To such defense the plaintiff, Mitchell and Maryland respond that the exclusions "mean simply that coverage is denied only *375 as to injury to or death of an employee of the insured against whom liability therefor is sought to be imposed", and that since the decedent Pullen was not in the employment of Mitchell, the omnibus insured and the tort feasor from whom damages are demanded herein, the exclusions are inapplicable.

Thus, the only question raised by the exceptions involves the interpretation of the exclusion clause. That question is whether the defendant Mitchell is "the insured" referred to in that clause as the insured who is excluded from coverage, or, to put it more precisely, from whom coverage is withdrawn, by the provisions thereof.

For the sake of certainty in delineating the problem to be resolved, we refer to the judgment of the appellate court, which accurately states the issue, as well as its position and that of the parties, 72 So. 2d 353, 355, as follows:

"Appellants contend that whereas the claim arose by virtue of the fault of an omnibus insured, properly construed, the word `insured' where it occurs in the exclusions should be treated as referring to the person to whom the omnibus coverage clause applies and not to the named insured, and therefore it should be taken to refer solely to Mitchell.
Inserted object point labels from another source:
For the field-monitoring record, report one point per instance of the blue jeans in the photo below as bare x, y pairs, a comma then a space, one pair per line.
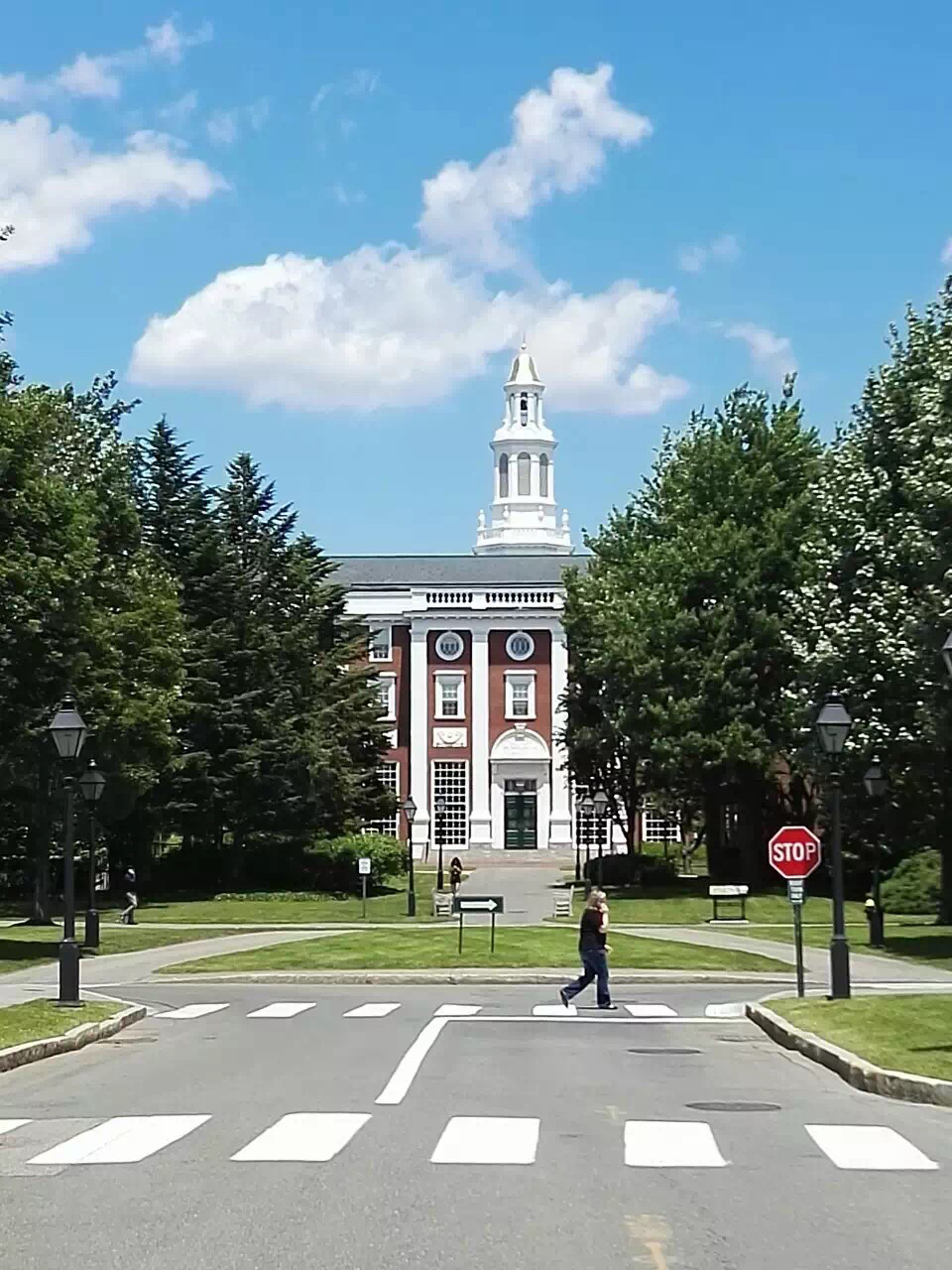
594, 966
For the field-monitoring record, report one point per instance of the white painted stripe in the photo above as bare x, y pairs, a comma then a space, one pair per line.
122, 1141
282, 1010
670, 1144
867, 1146
486, 1139
409, 1065
304, 1135
191, 1011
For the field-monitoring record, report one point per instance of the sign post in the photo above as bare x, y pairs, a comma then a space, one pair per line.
490, 905
363, 867
793, 851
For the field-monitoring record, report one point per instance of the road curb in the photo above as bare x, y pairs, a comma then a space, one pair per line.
76, 1038
849, 1067
472, 975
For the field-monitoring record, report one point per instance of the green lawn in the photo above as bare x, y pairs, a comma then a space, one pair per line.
23, 947
36, 1020
531, 947
905, 1034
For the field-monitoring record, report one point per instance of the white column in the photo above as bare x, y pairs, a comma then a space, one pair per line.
419, 729
560, 829
480, 816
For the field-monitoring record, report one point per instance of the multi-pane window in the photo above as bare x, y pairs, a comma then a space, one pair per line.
380, 644
520, 695
656, 826
451, 784
389, 776
449, 697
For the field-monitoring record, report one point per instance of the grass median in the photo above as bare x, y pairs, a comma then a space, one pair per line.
24, 947
37, 1020
530, 948
901, 1033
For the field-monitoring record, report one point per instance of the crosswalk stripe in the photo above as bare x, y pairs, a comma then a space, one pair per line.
193, 1011
488, 1141
670, 1144
282, 1010
122, 1141
867, 1146
304, 1135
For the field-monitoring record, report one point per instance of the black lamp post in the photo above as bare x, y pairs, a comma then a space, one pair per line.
68, 731
832, 726
409, 810
588, 807
601, 802
91, 784
440, 810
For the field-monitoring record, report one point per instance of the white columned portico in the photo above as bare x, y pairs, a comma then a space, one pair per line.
419, 749
480, 817
560, 829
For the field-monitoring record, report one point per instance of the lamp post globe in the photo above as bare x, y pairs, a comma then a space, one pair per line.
409, 808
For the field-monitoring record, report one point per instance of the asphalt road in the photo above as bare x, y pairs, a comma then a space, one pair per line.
561, 1096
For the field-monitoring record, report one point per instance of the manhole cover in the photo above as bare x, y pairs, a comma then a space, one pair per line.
734, 1106
664, 1051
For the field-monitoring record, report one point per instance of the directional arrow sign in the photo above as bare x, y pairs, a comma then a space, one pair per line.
479, 905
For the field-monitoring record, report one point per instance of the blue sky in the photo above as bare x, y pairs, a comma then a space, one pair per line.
315, 231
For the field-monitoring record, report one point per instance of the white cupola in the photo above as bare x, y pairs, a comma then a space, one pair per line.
525, 518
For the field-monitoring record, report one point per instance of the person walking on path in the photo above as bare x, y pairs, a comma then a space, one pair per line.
593, 949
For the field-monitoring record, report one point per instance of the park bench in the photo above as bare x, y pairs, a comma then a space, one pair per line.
563, 903
730, 894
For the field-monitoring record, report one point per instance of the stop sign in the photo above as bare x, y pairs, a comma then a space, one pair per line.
793, 851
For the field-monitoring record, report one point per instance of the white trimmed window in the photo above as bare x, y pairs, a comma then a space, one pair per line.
521, 694
389, 776
451, 784
381, 644
386, 688
449, 695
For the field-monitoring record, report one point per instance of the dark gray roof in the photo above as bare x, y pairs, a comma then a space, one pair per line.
359, 572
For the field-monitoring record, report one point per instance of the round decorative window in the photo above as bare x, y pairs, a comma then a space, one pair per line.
449, 645
520, 645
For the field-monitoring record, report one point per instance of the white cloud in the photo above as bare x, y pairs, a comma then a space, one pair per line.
767, 349
558, 144
54, 187
692, 259
226, 126
96, 76
397, 326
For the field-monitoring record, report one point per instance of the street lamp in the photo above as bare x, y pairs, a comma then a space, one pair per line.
588, 807
91, 784
832, 726
878, 784
409, 810
601, 802
440, 810
68, 731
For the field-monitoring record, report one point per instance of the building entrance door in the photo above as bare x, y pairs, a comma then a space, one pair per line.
521, 816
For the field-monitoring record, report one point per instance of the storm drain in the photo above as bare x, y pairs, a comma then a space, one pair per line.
734, 1106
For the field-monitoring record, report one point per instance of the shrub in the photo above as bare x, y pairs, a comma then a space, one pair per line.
914, 885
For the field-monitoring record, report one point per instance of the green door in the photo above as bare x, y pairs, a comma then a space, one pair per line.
521, 816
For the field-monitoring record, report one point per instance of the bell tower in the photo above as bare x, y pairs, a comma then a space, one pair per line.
525, 518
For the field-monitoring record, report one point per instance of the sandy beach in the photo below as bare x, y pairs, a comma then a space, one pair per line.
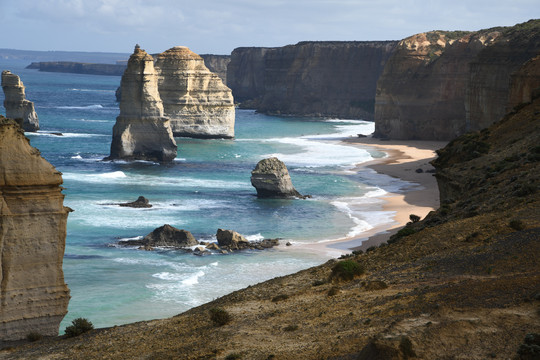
404, 158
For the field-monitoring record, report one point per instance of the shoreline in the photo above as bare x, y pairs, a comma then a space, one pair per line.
403, 159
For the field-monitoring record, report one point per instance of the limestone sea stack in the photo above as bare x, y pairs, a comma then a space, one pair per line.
271, 179
33, 294
194, 98
17, 107
141, 131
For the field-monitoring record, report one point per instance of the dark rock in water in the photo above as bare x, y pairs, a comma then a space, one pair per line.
165, 235
231, 240
271, 179
141, 202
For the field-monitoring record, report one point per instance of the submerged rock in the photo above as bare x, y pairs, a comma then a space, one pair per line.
165, 235
194, 98
271, 179
141, 131
17, 107
141, 202
33, 294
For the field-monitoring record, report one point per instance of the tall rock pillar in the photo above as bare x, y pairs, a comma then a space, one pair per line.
17, 107
141, 131
33, 294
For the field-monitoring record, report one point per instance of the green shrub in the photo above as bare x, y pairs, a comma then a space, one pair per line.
34, 336
347, 270
78, 326
220, 316
517, 224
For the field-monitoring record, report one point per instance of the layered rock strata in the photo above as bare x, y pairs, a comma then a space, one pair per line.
33, 294
321, 79
271, 179
141, 131
194, 98
17, 107
440, 84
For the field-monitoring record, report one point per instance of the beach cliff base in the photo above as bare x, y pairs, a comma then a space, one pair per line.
462, 283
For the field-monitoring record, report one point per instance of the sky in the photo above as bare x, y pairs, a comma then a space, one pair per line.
219, 26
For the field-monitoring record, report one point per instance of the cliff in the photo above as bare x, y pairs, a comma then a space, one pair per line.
441, 84
79, 68
462, 283
141, 131
33, 295
195, 99
15, 103
336, 79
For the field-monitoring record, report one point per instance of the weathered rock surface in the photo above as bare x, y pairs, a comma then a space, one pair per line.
167, 236
310, 78
17, 107
195, 99
141, 131
525, 83
33, 294
441, 84
141, 202
271, 179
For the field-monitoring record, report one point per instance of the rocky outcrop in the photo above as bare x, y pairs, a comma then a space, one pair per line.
33, 294
441, 84
310, 78
79, 68
141, 131
422, 90
271, 179
525, 83
17, 107
217, 64
194, 98
166, 236
141, 202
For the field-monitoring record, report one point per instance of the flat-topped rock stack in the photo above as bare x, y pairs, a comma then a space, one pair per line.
194, 98
17, 107
142, 132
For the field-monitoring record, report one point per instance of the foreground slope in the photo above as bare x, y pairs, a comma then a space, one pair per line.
463, 284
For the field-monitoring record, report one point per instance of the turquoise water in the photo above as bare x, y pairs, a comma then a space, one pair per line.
206, 188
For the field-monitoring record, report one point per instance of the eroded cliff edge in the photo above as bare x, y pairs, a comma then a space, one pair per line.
324, 79
33, 294
441, 84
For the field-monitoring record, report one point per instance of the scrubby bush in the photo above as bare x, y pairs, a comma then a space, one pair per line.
78, 326
220, 316
347, 270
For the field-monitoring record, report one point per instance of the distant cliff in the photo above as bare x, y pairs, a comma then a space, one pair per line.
310, 78
79, 68
441, 84
33, 294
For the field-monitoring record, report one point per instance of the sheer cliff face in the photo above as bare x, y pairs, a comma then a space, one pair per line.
33, 295
310, 78
194, 98
421, 92
17, 107
439, 85
141, 131
490, 73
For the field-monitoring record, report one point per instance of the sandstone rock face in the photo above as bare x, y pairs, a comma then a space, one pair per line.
194, 98
141, 131
525, 83
421, 92
165, 235
17, 107
310, 78
271, 179
33, 294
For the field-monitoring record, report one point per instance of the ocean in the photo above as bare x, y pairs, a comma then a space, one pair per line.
207, 187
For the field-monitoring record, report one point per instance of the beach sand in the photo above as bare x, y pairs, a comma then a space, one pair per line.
403, 159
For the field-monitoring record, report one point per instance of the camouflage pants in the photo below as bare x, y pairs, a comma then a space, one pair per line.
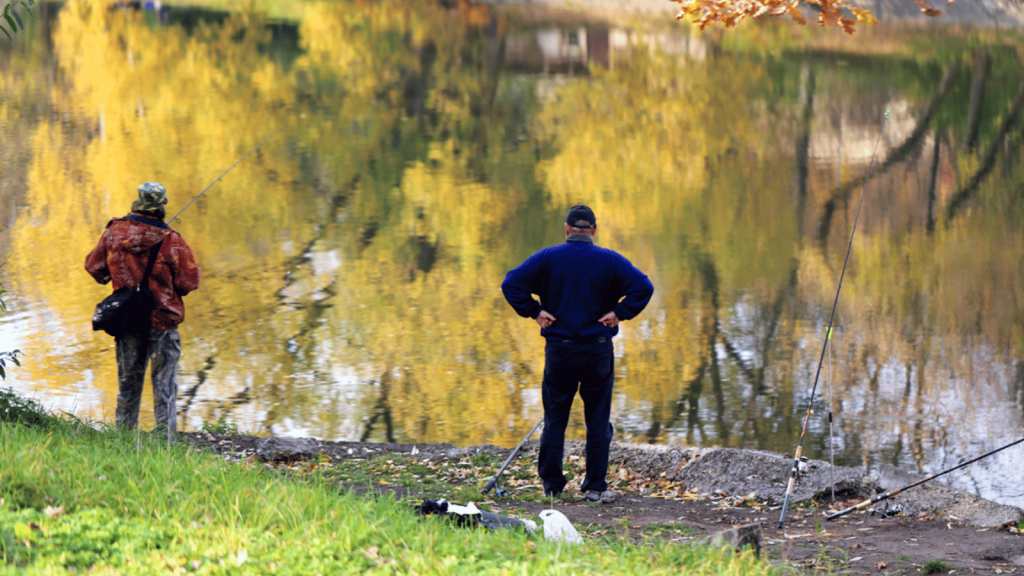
134, 352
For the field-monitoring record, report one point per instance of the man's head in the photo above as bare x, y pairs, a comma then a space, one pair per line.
152, 200
580, 220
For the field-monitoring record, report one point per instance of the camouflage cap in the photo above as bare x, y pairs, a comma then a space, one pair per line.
152, 196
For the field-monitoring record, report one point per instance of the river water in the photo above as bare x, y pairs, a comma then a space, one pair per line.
351, 265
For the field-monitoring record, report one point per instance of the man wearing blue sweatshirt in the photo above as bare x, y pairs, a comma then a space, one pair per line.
585, 292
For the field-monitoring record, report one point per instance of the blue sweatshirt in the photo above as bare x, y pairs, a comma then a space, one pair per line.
578, 283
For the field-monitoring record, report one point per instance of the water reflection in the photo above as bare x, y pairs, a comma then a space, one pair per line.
352, 264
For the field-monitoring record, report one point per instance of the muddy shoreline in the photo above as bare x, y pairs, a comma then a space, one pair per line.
715, 489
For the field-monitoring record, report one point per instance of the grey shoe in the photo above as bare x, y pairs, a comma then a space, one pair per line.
606, 497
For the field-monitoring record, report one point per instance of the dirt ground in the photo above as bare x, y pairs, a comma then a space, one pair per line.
857, 543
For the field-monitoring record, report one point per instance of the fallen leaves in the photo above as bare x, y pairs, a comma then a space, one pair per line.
830, 12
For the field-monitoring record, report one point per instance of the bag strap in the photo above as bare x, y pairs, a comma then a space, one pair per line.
153, 260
They argue, consequently, that since Pullen was not in the employ of Mitchell and that as Mitchell was not liable for any workmen's compensation benefits, the exclusions relied upon by appellee have no application and the omnibus coverage afforded Mitchell is unaffected thereby. "An examination of the policy leads to the conclusion that it is not open to such a construction as appellants contend for. The contract states specifically and unambiguously that `the unqualified word "insured" includes the named insured.' To hold for appellants would necessitate striking out of the policy such quoted language of the insuring agreements. (Italics ours.) "Such definition of the `insured' in the omnibus clause has the effect of placing the persons covered by the omnibus clause in exactly the same position as the named insured, and subject to all of the conditions of the policy as they would apply to the named insured, and subject to all the limitations upon coverage set forth in the policy. * * *"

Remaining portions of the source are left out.